Talk about looking through rose-colored glasses.
The Post-Gazette reports “some local real estate experts … believe that the recent flurry of (Covid-19) vaccine-related good news could jump-start planning for future office needs.”
But that, of course, is only part of the equation. In fact, it’s an unbalanced calculation given the situation on the ground.
Indeed, when the pandemic struck in March, many companies followed state directives and allowed as many employees as possible to work remotely. And when those restrictions were eased over the summer, remote working did not go away (though some employees did return to their offices).
But with the recent surge, remote work remains encouraged by state health officials. And some of Pittsburgh’s largest employers now are urging employees to work at home until early July 2021.
However, and as we’ve reminded numerous times, downtown Pittsburgh’s premium office space malaise was not the product of the pandemic. While Covid-19 fears did lead to pared-down utilization of existing occupied space, the tanking occupancy rate predated the onset of the coronavirus.
As the Allegheny Institute also has noted, the continuing construction of publicly subsidized, top-notch new office space only stands to exacerbate what has been an extraordinarily high vacancy rate – and at some of the Golden Triangle’s marquee skyscraper offices.

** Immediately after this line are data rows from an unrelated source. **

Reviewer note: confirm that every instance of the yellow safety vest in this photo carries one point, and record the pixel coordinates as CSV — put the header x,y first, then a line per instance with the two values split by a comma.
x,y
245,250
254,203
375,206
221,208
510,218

More level-headed assessments have it that the pandemic likely has changed how we work, possibly forever. That likely will lead to more permanent high vacancy rates, vaccine or not.
Obviously, taxpayers should not underwrite private office space in good times, let alone in pre-pandemic and pandemic-exacerbated bad times.
And rosy calculations of a downtown Pittsburgh office space occupancy renaissance, at least right now, are the proverbial few bricks shy of a load.
As poor a public policy as is shaking down taxpayers to build private office space, an even worse public policy continues to play out in Harrisburg.
The P-G reports the Pennsylvania Turnpike Commission will borrow $550 million – that’s more than half-a-billion dollars – “in order to make overdue transit payments to the state Department of Transportation and get the quarterly payments back on schedule by the end of January.”
State legislation requires the commission to pay PennDOT $450 million annually, most of which is funneled into public transit. And that’s been standard practice since well before the pandemic struck. With the pandemic, Turnpike Commission revenue has tanked.
Thus, the perennial perversion that is “The State,” by statute, requiring one government entity to make its operations unsustainable by propping up another unsustainable government entity.
Such shell games never are sound public policy. Sadly, the courts have affirmed this “public purpose” larceny.